We don't often cover issues from the Sahel here — that strip of land on the edge of Arabo-Berber North Africa — so here are a few links to some interesting links.

The Majlis takes a look at a recent New Yorker piece on Somalia, which if you want to follow seriously, you should read the blog Africa Comments.

Sahara new centre for drugs trading, UN warns:

The Sahara desert has become a new centre for trading cocaine from West Africa for heroin from East Africa, the UN's drugs chief said yesterday.

Antonio Maria Costa said drugs money was being used to fund terrorists and anti-government forces and the UN Office on Drugs and Crime had "acquired evidence" of new trafficking routes across Chad, Niger and Mali.

He told the UN security council that the trade of West African cocaine for East African heroin was making drugs a new kind of currency in the region.

"Terrorists and anti-government forces in the Sahel extract resources from the drug trade to fund their operations, purchase equipment and pay foot soldiers," he said.


✩ Of course there is the old question of Al Qaeda in the Islamic Maghreb and how it may benefit from the drug trade and other forms of organized crime.

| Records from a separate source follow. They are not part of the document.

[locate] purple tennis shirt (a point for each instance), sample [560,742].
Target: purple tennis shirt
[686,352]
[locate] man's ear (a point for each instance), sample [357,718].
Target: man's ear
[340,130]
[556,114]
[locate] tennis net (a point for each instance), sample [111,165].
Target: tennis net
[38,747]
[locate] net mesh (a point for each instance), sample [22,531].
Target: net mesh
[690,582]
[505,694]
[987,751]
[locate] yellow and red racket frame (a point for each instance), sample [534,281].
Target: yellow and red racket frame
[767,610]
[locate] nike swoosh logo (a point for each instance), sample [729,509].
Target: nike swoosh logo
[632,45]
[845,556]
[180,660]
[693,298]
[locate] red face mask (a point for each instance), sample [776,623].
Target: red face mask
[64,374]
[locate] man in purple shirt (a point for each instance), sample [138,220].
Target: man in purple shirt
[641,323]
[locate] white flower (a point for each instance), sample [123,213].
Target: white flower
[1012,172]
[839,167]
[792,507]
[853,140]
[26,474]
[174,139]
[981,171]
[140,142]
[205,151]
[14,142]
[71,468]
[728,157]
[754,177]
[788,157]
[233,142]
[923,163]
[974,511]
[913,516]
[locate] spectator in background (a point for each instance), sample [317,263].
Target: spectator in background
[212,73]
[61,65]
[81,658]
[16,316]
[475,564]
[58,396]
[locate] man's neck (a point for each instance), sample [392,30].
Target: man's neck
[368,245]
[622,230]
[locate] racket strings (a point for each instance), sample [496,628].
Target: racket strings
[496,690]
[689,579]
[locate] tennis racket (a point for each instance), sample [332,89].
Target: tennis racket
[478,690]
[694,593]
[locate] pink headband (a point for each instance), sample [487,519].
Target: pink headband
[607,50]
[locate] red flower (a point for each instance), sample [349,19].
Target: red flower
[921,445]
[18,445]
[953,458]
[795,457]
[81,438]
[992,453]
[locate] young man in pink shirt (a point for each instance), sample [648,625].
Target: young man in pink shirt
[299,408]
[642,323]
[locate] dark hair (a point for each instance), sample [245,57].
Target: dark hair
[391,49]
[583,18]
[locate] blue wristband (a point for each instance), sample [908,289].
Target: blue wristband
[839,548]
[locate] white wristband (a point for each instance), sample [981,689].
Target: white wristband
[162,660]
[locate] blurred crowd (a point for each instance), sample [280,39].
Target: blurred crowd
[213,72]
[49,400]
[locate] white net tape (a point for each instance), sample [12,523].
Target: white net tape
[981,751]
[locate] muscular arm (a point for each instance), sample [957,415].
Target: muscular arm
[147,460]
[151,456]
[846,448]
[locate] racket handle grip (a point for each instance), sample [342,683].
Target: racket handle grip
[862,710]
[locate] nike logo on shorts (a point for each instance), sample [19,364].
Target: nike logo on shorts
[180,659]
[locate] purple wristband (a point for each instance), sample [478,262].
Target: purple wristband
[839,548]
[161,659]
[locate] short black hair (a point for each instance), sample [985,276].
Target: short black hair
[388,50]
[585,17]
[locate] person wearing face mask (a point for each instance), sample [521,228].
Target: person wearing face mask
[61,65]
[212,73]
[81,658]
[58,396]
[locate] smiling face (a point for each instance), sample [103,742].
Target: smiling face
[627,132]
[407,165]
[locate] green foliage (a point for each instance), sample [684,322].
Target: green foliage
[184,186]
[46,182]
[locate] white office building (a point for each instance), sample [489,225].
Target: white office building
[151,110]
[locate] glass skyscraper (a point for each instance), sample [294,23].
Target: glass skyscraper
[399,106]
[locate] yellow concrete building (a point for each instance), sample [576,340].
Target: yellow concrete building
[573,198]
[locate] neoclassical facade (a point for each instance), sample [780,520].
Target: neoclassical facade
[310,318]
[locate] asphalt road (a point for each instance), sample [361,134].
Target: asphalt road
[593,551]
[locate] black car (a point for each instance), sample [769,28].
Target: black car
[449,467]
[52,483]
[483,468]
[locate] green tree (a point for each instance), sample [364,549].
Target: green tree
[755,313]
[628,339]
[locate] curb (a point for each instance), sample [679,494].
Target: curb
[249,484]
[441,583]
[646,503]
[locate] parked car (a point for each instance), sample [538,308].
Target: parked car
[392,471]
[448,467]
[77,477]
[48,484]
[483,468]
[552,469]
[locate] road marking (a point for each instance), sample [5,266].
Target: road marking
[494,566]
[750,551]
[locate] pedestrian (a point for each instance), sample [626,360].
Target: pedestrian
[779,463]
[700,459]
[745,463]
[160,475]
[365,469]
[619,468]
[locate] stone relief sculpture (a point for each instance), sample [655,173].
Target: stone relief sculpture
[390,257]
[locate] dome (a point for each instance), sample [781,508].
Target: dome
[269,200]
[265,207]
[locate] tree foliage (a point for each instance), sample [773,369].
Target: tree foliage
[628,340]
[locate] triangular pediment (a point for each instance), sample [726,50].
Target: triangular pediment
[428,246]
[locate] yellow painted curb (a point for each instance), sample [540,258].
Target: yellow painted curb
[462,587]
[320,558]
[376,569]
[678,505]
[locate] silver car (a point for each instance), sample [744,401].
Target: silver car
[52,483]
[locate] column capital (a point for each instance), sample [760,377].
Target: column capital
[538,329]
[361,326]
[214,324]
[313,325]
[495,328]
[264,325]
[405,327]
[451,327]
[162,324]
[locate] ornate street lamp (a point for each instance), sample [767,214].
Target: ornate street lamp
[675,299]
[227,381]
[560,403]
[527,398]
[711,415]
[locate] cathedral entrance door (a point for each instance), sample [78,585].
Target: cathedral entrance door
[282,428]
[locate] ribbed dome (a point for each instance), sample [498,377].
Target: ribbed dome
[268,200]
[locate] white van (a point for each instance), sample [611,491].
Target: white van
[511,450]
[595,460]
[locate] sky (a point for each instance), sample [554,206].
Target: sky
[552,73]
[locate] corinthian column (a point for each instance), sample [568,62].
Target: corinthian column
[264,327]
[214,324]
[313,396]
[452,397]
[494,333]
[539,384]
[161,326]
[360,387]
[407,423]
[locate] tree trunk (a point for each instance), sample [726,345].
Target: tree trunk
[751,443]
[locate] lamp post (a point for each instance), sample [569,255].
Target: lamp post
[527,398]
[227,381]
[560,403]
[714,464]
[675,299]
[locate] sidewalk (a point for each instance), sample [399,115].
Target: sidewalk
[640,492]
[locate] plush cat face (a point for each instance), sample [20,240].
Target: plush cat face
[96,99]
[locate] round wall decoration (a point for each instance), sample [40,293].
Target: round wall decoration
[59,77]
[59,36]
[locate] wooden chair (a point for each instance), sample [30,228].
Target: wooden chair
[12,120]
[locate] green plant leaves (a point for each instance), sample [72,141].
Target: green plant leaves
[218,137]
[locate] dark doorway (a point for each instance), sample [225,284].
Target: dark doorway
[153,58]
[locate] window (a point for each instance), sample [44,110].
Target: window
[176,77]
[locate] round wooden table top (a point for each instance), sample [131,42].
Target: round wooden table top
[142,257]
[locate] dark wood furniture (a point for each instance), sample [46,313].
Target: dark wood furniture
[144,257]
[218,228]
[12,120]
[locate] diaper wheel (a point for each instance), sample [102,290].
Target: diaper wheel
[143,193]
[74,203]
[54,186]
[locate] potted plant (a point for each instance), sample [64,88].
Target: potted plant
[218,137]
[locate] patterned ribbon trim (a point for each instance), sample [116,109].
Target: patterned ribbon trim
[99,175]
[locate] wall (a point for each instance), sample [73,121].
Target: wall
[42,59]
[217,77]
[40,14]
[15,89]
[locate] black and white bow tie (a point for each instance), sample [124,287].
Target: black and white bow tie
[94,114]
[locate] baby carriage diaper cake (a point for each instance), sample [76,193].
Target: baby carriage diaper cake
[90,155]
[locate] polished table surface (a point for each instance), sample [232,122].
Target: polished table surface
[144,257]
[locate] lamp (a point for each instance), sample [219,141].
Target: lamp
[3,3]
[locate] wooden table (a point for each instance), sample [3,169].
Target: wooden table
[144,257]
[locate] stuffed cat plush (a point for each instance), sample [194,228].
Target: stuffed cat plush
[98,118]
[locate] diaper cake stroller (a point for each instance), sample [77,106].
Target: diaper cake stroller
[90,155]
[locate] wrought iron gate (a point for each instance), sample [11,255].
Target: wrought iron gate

Some see behind it the machinations of the Algerian regime, a kind of exporting/subverting of the remnants of armed Islamic groups from the civil war to carry out black ops, project strategic importance, or simply make money.

✩ Meanwhile, Guinea's leader is recovering in Morocco following an assassination attempt. The country is still highly unstable. It is one of the main routes for drug trafficking across Western Africa, a route that ends in Morocco. Which is hosting several politicians believed to be involved in that trade, and has a poor record of officials being complicit in aiding or covering up the drug trade.